Kamala Surayya aka Kamala Das, who died in a Pune nursing home early on Sunday morning at the age of 75, loved to shock. The sexually explicit passages in some of her writings. the outrageous comments she sometimes made to interviewers, as well as some of her provocative actions – like her conversion to Islam in 1999 – alienated many.But those who absorbed the shocks and managed to look beyond them all agreed that she was also an extraordinarily gifted writer, whose work stands at the forefront of Indian literature in two languages – English and Malayalam. Her poetry, mostly in English, has been compared to the likes of Sylvia Plath; her prose fiction, mostly in Malayalam to M.T. Vasudevan Nair and other greats.

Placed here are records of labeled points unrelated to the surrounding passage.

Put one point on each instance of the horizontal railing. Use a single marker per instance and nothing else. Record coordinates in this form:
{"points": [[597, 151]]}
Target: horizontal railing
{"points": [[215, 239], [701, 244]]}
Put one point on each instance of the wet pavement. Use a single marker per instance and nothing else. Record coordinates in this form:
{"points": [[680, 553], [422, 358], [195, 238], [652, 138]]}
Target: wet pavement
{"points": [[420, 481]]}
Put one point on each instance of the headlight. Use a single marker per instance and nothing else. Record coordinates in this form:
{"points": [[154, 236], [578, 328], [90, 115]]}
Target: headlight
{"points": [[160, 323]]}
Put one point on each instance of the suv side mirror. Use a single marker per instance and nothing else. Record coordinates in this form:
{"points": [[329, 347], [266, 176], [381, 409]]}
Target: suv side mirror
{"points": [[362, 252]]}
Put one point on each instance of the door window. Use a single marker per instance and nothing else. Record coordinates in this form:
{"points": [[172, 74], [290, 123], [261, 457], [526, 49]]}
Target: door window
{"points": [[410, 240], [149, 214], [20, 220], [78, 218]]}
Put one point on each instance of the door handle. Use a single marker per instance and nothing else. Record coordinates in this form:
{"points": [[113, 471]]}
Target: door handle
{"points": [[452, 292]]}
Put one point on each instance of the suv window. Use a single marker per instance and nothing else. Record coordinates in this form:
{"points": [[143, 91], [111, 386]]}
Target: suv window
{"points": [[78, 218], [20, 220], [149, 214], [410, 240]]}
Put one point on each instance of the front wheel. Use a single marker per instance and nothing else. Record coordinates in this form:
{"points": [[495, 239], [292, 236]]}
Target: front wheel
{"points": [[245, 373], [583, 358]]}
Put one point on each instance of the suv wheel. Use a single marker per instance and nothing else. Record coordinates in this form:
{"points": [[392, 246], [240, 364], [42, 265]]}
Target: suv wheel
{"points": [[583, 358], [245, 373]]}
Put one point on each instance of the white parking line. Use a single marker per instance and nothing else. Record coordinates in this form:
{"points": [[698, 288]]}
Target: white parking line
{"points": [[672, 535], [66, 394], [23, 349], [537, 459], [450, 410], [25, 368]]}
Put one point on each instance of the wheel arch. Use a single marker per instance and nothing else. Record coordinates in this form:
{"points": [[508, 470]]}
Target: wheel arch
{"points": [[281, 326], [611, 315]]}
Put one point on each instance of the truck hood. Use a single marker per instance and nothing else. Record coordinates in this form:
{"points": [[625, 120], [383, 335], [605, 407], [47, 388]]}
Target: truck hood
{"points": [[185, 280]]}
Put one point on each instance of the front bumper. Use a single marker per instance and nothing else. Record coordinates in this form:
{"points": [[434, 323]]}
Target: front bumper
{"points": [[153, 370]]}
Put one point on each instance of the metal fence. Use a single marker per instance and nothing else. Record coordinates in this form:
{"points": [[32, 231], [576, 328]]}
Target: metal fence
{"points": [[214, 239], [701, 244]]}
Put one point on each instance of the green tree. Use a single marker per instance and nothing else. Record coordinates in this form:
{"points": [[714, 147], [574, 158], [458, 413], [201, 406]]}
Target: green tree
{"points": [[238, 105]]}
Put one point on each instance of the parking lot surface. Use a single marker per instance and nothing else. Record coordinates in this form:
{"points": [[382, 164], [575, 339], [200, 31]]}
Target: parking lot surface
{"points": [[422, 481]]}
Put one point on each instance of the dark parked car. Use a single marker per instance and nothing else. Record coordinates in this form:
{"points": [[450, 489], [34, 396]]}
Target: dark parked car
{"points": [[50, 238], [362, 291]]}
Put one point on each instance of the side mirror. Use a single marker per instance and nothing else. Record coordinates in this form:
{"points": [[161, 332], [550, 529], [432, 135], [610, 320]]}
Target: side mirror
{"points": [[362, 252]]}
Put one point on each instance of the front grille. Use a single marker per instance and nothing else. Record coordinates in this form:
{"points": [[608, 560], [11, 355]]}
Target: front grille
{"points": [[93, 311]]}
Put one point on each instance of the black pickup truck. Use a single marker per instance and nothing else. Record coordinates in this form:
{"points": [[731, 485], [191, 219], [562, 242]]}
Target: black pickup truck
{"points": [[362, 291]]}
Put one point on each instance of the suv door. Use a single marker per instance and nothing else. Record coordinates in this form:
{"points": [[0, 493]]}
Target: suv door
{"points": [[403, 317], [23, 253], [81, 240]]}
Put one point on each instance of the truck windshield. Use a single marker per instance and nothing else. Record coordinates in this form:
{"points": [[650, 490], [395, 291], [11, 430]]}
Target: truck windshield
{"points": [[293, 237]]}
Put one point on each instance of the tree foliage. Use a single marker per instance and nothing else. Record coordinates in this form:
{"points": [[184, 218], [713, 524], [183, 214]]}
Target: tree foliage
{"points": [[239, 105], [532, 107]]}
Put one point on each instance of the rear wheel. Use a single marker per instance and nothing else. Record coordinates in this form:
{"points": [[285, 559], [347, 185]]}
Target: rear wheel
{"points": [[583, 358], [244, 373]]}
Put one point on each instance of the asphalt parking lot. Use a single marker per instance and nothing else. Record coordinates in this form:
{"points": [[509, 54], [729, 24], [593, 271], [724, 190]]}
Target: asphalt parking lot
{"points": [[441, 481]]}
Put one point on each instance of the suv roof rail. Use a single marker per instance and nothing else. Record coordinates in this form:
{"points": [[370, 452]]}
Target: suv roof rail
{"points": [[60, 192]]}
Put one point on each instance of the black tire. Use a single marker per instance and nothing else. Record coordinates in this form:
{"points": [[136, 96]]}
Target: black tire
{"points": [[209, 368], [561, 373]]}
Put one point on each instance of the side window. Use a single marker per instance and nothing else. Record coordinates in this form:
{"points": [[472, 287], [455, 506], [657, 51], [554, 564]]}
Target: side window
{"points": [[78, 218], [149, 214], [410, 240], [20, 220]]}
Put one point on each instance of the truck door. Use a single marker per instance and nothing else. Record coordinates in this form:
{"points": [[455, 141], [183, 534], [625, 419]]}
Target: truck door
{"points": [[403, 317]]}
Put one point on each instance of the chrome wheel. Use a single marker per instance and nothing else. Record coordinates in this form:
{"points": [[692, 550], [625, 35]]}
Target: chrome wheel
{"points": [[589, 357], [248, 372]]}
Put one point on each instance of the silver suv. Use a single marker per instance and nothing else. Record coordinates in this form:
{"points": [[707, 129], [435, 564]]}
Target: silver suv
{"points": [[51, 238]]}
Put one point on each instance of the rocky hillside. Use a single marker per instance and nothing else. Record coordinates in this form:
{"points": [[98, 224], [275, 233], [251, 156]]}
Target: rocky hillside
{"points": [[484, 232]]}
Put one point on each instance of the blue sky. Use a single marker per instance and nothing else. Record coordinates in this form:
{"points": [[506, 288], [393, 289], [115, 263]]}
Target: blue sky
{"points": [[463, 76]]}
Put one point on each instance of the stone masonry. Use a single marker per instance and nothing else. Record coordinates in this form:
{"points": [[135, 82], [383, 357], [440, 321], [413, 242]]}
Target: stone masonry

Born into a literary family – her mother Balamani Amma and an uncle, Nalapat Narayana Menon were both leading Malayali poets – Das began writing only after an early marriage, to cope, by her own admission, with the emotional strain she was undergoing. A recurring theme of her early poetry is of women abandoning their identity once they come under the influence of men:
Until I found you
I wrote verse, drew pictures,
And went out with friends
Now that I love you,
Curled like an old mongrel,
My life lies content in you.
Her poems were unsettling enough, but it was her 1976 autobiography My Story that made her notorious. Not only did it openly discuss her far from satisfactory sex life with her husband — Madhava Das, a senior Reserve Bank of India official — it also dwelt upon her relationships with, and feelings for, other men. It was translated into 15 languages and serialized widely.
At the same time she was also writing, under the pseudonym of Madhavikutty, a host of poignant, sensitive short stories in Malayalam and a few novels. The themes were similar to those of her poems, though their treatment was somewhat more subtle.
She won a number of literary awards, including a few international ones. Das’s sudden conversion to Islam, at the ripe age of 65, once again shocked many. “Purdah provides a great deal of liberty, and you feel well protected within it,” she proclaimed then. But later she seemed to have second thoughts.
In an interview to Hindustan Times five years ago, she candidly admitted that conversion had been a mistake. “I converted to end my solitary life,” she told this correspondent. “I expected a lot of love. But I was disappointed.”
She retracted her statement in writing soon after the interview appeared in print. But in 2007, when the celebrated Bangladeshi author Taslima Nasreen called on her, she repeated the same words.